COVID-19 patients are breathing well, meaning that they do not have any lung deficiency or failure, but are still not oxygenating. The solution would be using another oxygen therapy, hyperbaric oxygen therapy. Ventilators create pressure in our lungs while hyperbaric oxygen therapy creates pressure in the environment. A hyperbaric chamber can be compared to an airplane. When flying in an airplane, there is not enough oxygen density to breathe at 30,000 ft. We pressurise the cabin to ensure that the density of oxygen is high enough to be able to breathe. Our ability to absorb oxygen in our body is directly connected to the pressure gradient. The initial issue is that the virus attacks the red blood cells which result in a lack of oxygenation of our body. The benefit of hyperbaric oxygen therapy is that the patients will breathe in pure oxygen in air pressure levels 1.5 to 3 times higher than average. Hyperbaric oxygen therapy helps to strengthen the body’s immune system. The ultimate goal would be to fill the blood with enough oxygen to repair tissues and restore normal body function.

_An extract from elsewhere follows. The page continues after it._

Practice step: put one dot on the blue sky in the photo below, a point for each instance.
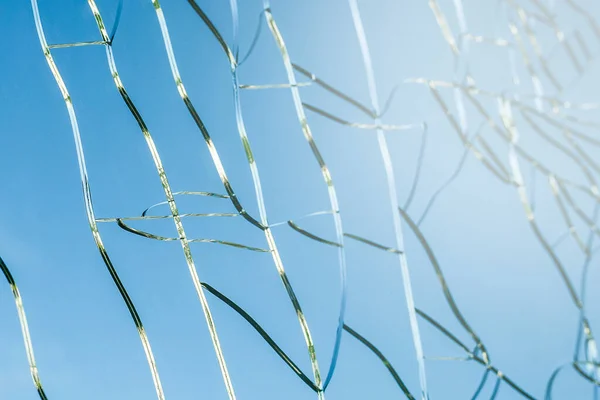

The potential solution for COVID-19 patients would be to pressurise their environment for them to absorb a higher amount of oxygen. This oxygen therapy, as a way of delivering oxygen to our cells and tissues bypassing our standard delivery system,would help to avoid damaging the lungs of patients who do not already suffer from lung diseases.
To conclude, a ray of hope for COVID-19 patients could be hyperbaric oxygen therapy as an alternative to mechanical ventilation, which is more invasive for the human body. Although lifesaving for some, mechanical ventilation can be associated with life threatening complications, including air leaks and pneumonia. COVID-19 can be seen as an immune system disease rather than a respiratory disease as it attacks the red blood cells, which provokes the respiratory complication that patients encounter. Therefore, the effectiveness of ventilators for this global pandemic is limited – it only serves its purpose for a restricted number of patients.